Noise complaints

Noise Pollution

Sound is an everyday part of our lives and can arise from a wide range of sources or activities including speech, music, equipment, animals, etc. On occasions it can cause annoyance and stress for many people and this unwanted sound is referred to as noise.

What are the most common sources of noise?
  • Barking dogs
  • Stereo
  • Television
  • House parties
  • DIY
  • General household noise (e.g. banging doors, walking up stairs, etc)
  • Musical instruments
  • Construction/Demolition sites
  • Traffic
  • Industrial sites
  • Pubs, Clubs, etc.

We receive a wide range of complaints about noise, ranging from domestic disturbance to industrial noise, from barking dogs to intruder alarms and nightclubs.

By close liaison with the Authority's Planning Department, tight controls can be imposed on new development so reducing the possibility of future disturbances and complaints.

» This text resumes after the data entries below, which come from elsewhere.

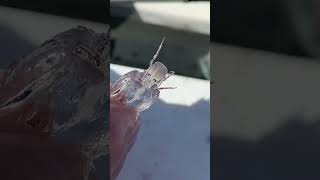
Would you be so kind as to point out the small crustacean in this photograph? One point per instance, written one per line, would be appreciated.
(141, 89)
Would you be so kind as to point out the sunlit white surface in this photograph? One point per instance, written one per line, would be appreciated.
(173, 142)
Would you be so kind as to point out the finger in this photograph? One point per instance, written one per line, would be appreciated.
(124, 126)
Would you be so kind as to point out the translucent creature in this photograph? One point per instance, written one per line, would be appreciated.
(141, 89)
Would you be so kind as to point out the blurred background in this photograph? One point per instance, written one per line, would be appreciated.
(266, 90)
(139, 26)
(24, 25)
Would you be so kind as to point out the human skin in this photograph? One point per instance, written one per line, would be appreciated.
(20, 147)
(124, 127)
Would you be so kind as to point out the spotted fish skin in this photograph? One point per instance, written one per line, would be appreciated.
(59, 89)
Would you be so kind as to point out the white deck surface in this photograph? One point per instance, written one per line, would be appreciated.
(173, 142)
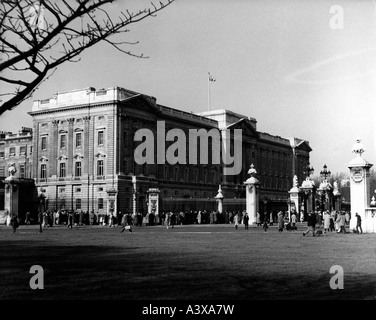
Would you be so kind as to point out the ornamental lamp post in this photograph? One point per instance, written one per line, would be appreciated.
(324, 187)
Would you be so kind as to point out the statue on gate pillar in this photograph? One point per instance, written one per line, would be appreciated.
(252, 194)
(359, 186)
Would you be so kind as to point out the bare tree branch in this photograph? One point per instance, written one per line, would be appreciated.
(38, 36)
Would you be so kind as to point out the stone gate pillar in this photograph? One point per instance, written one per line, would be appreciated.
(153, 201)
(294, 196)
(359, 185)
(219, 198)
(337, 197)
(252, 194)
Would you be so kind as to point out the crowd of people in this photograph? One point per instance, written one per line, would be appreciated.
(317, 222)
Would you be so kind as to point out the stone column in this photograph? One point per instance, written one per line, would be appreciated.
(86, 144)
(359, 186)
(52, 148)
(294, 195)
(134, 194)
(308, 190)
(69, 146)
(337, 197)
(219, 198)
(252, 194)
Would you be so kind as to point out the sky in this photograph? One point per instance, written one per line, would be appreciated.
(302, 68)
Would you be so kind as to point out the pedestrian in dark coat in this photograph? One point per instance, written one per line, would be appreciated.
(14, 222)
(70, 219)
(281, 221)
(40, 220)
(358, 223)
(311, 224)
(246, 220)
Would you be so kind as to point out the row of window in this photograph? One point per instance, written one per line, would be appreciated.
(78, 203)
(77, 169)
(78, 140)
(21, 170)
(62, 122)
(12, 151)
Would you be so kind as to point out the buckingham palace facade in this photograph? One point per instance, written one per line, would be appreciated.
(82, 154)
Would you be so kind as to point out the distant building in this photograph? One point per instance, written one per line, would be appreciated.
(17, 149)
(83, 145)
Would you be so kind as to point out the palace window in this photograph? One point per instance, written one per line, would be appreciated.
(100, 203)
(22, 170)
(43, 171)
(63, 141)
(62, 170)
(78, 140)
(100, 138)
(77, 169)
(100, 168)
(44, 143)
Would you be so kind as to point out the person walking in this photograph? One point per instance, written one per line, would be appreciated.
(70, 219)
(14, 222)
(270, 219)
(311, 224)
(167, 219)
(27, 218)
(326, 221)
(341, 221)
(293, 221)
(236, 220)
(258, 219)
(265, 225)
(40, 221)
(358, 223)
(124, 224)
(281, 221)
(246, 220)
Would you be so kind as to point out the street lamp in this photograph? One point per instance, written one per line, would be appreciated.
(308, 170)
(324, 186)
(325, 173)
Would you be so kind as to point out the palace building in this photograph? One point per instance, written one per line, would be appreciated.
(80, 153)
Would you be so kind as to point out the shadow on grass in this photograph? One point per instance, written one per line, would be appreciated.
(110, 272)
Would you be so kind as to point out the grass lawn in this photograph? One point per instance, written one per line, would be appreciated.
(188, 262)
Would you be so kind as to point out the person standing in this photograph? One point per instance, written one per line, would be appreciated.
(265, 225)
(270, 219)
(14, 222)
(358, 223)
(246, 220)
(70, 219)
(40, 221)
(258, 219)
(341, 220)
(281, 221)
(199, 217)
(27, 218)
(236, 220)
(326, 221)
(124, 224)
(293, 221)
(167, 219)
(347, 218)
(311, 224)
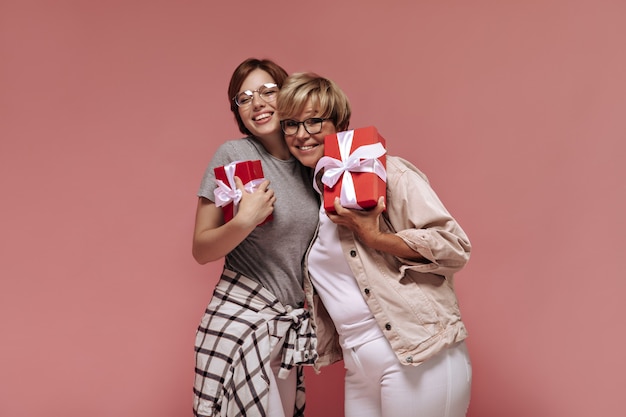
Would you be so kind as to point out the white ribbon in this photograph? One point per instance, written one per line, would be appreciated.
(228, 193)
(363, 159)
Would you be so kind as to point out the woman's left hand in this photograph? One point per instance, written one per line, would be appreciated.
(364, 223)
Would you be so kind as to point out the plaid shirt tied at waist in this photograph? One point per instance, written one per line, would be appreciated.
(238, 331)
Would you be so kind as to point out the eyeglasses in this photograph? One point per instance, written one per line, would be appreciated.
(312, 125)
(267, 92)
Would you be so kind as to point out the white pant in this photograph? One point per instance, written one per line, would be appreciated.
(378, 385)
(282, 394)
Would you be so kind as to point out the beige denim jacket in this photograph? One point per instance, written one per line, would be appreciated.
(414, 303)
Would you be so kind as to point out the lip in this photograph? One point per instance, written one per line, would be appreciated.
(308, 147)
(263, 117)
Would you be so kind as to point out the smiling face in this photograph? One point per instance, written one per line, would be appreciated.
(258, 115)
(309, 148)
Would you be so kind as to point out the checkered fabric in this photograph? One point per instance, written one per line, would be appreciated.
(241, 325)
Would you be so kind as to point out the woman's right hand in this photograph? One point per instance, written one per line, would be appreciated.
(254, 207)
(213, 239)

What happens if you make a complaint to the Public Health Department?
  • Both parties will be contacted to try and resolve the matter informally.
  • A noise diary will be given to the person complaining to complete with the date and times of incidents of disturbance. If further investigation is required, an Officer will visit during relevant times to assess the noise. 
  • Officers may need to carry out noise monitoring when the problem is occurring which can involve using sound level measuring equipment,  to enable them to assess to what extent there is a serious nuisance being caused and whether statutory action is necessary. 
  • Sometimes it is necessary to leave the noise monitoring equipment at the complainants property to record specific noise incidents and to analyse the information after the event. 
  • If informal attempts to resolve the complaints fail, then an abatement notice will be served under Section 80 of the Environmental Protection act 1990 if sufficient evidence is obtained to substantiate a statutory noise nuisance.
  • If the offender fails to comply with the notice, proceedings can be taken in the Magistrates Court.
Anti-social Behaviour

Anti-social behaviour is a serious issue and often has a basis in noise from neighbours, there is no easy remedy to such problems but anyone so affected should start to keep an accurate diary of events at the earliest opportunity to be used as evidence in court. The Council or the Police can apply to the Magistrates Court for an anti-social behaviour order in cases where an offender causes "harassment, alarm or distress". Disobeying an order carries a prison sentence of up to 5 years for adults.

Where to make a complaint?

Complaints may be made relating to noise or any other environmental pollution matter by calling in at the reception area of the Civic Centre on the details below, or fill in our General Report It form.

If noise complaints are received relating to outside of normal working hours, arrangements may be made with Environmental Health Officers to visit the area during those relevant hours.

There is no callout/standby service provided for this purpose but pre-planned arrangements with the complainants have proved satisfactory to date.